Interface of TransitionPicker.

d3rlpy.dataset.BasicTransitionPicker

Standard transition picker.

d3rlpy.dataset.FrameStackTransitionPicker

Frame-stacking transition picker.

d3rlpy.dataset.MultiStepTransitionPicker

Multi-step transition picker.

TrajectorySlicer

TrajectorySlicer is a component that defines how to slice trajectory data used for Decision Transformer-based algorithms.

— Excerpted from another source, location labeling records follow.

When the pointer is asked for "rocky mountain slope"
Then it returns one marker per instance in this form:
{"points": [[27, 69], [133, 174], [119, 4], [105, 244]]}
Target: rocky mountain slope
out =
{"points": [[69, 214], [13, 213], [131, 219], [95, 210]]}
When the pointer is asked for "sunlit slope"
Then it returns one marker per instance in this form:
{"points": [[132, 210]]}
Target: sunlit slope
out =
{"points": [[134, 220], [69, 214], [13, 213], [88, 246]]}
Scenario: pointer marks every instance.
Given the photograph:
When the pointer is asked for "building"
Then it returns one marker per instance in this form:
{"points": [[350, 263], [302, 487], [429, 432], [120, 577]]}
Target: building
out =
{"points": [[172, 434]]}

You can also implement your own TrajectorySlicer for custom experiments.

import d3rlpy

class CustomTrajectorySlicer(d3rlpy.dataset.TrajectorySlicerProtocol):
    def __call__(
        self, episode: d3rlpy.dataset.EpisodeBase, end_index: int, size: int
    ) -> d3rlpy.dataset.PartialTrajectory:
        end = end_index + 1
        start = max(end - size, 0)
        actual_size = end - start

        # prepare terminal flags
        terminals = np.zeros((actual_size, 1), dtype=np.float32)
        if episode.terminated and end_index == episode.size() - 1:
            terminals[-1][0] = 1.0

        # slice data
        observations = episode.observations[start:end]
        actions = episode.actions[start:end]
        rewards = episode.rewards[start:end]
        ret = np.sum(episode.rewards[start:])
        all_returns_to_go = ret - np.cumsum(episode.rewards[start:], axis=0)
        returns_to_go = all_returns_to_go[:actual_size].reshape((-1, 1))

        # prepare metadata
        timesteps = np.arange(start, end)
        masks = np.ones(end - start, dtype=np.float32)

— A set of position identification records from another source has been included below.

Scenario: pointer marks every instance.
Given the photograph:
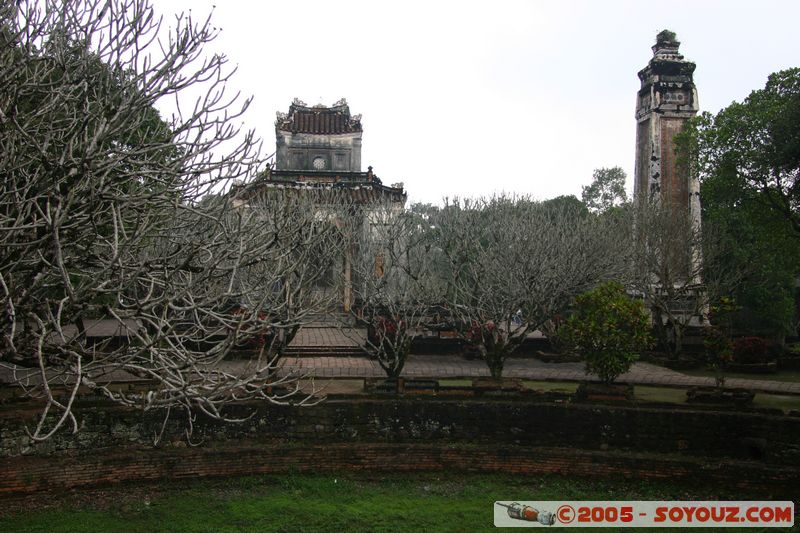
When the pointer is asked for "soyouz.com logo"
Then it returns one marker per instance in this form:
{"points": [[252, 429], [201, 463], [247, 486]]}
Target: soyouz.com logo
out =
{"points": [[641, 514]]}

        # compute backward padding size
        pad_size = size - actual_size

        if pad_size == 0:
            return d3rlpy.dataset.PartialTrajectory(
                observations=observations,
                actions=actions,
                rewards=rewards,
                returns_to_go=returns_to_go,
                terminals=terminals,
                timesteps=timesteps,
                masks=masks,
                length=size,
            )

        return d3rlpy.dataset.PartialTrajectory(
            observations=d3rlpy.dataset.batch_pad_observations(observations, pad_size),
            actions=d3rlpy.dataset.batch_pad_array(actions, pad_size),
            rewards=d3rlpy.dataset.batch_pad_array(rewards, pad_size),
            returns_to_go=d3rlpy.dataset.batch_pad_array(returns_to_go, pad_size),
            terminals=d3rlpy.dataset.batch_pad_array(terminals, pad_size),
            timesteps=d3rlpy.dataset.batch_pad_array(timesteps, pad_size),
            masks=d3rlpy.dataset.batch_pad_array(masks, pad_size),
            length=size,
        )

d3rlpy.dataset.TrajectorySlicerProtocol

Interface of TrajectorySlicer.

d3rlpy.dataset.BasicTrajectorySlicer

Standard trajectory slicer.

d3rlpy.dataset.FrameStackTrajectorySlicer

Frame-stacking trajectory slicer.

WriterPreprocess

WriterPreprocess is a component that defines how to write experiences to an experience replay buffer. You can also implement your own WriterPreprocess for custom experiments.

import d3rlpy

class CustomWriterPreprocess(d3rlpy.dataset.WriterPreprocessProtocol):
    def process_observation(self, observation: d3rlpy.dataset.Observation) -> d3rlpy.dataset.Observation:
        return observation

    def process_action(self, action: np.ndarray) -> np.ndarray:
        return action

    def process_reward(self, reward: np.ndarray) -> np.ndarray:
        return reward

d3rlpy.dataset.WriterPreprocessProtocol

Interface of WriterPreprocess.

d3rlpy.dataset.BasicWriterPreprocess

Stanard data writer.

d3rlpy.dataset.LastFrameWriterPreprocess

Data writer that writes the last channel of observation.